Re: new IL: C (sort of...).



"Marco van de Voort" <marcov@xxxxxxxx> wrote in message
news:slrnh31mqo.ot0.marcov@xxxxxxxxxxxxxxxxxx
On 2009-06-11, Rod Pemberton <do_not_have@xxxxxxxxxxxxx> wrote:
C has the advantage that it can be implemented for the most part using
very
basic computer science concepts, such as addresses and pointers.
However, C
can be made far more portable with slight extensions. Examples of this
is
Objective-C, and OpenStep.

What exactly is C specific in this point, what doesn't go for say Pascal,
Modula-2,Ada etc?


The implementation of arrays and strings and pointers are different. Pascal
is severely lacking in low-level features, and was lacking pointers.
Basically, you're trapped to programming in a limited box that you can't
escape from. I'm not familiar with Modula-2 or Ada. I'm familiar with a
variant of PL/1 which was very Pascal-ish.

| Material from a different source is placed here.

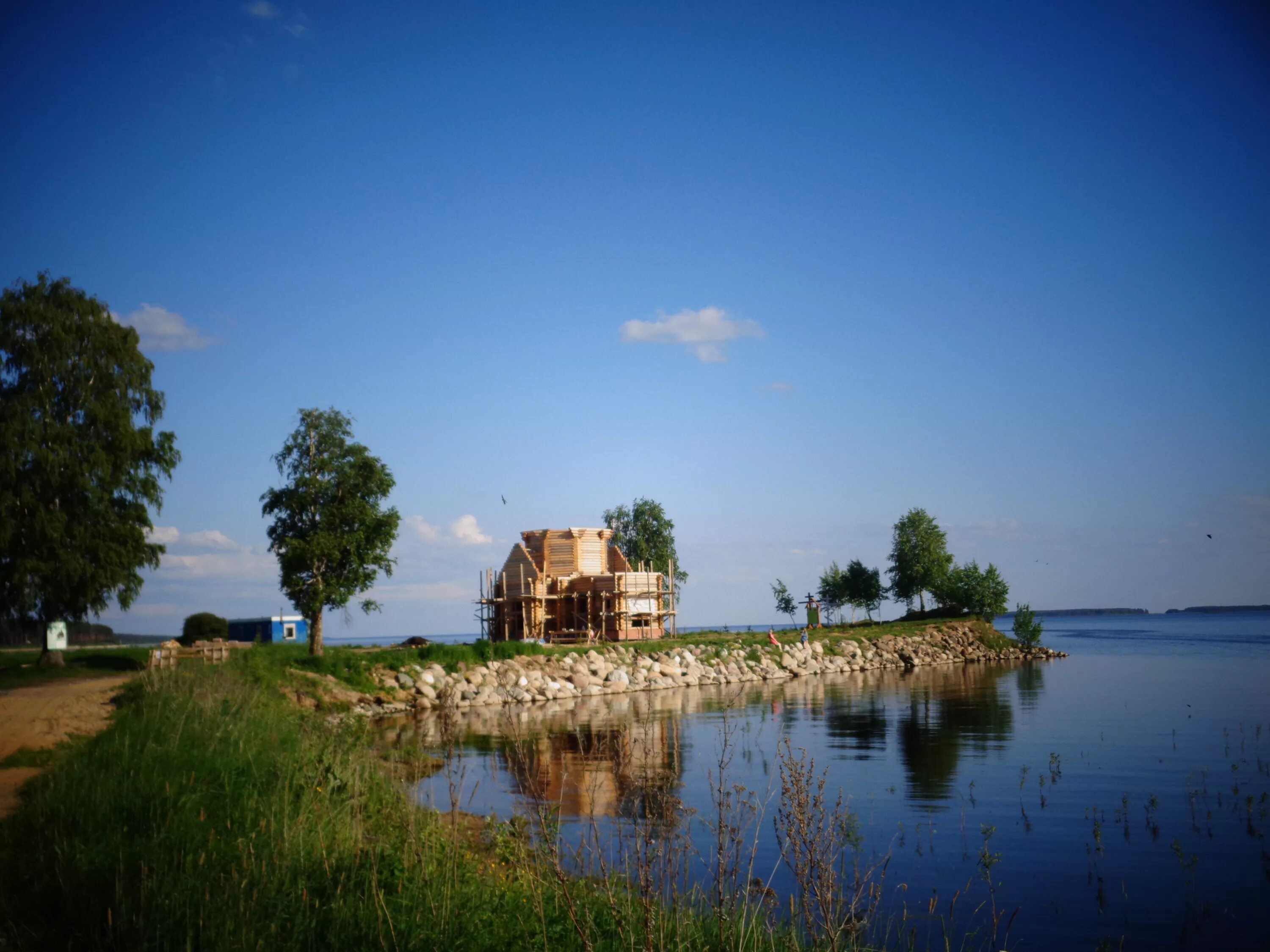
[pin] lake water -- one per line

- C requires all objects to be at different addresses.
- C requires all C objects to map onto a contiquous sequence of C
characters.
- C implements an "offset operator" which indexes contiguous sequences of C
characters.
- C doesn't implement arrays.
- C does implement an array declaration. That array declaration is
effectively converted into a pointer that can be used with the offset
operator in order to simulate arrays.
- C doesn't implement strings.
- C does simulate "strings", using an all bit-zero character to terminate a
simulated "array"
- etc.

In other words, you only need a contiquous sequence of C characters and an
address, to implement the (non-specialized) features of C, including
"strings" and "arrays". Just due to the way strings are implemented in
Pascal and PL/1 etc., I'd say C fits better with the underlying computing
platform. However, C has numerous other low-level features that most
high-level languages lack. These too add to it's usefulness as an IL.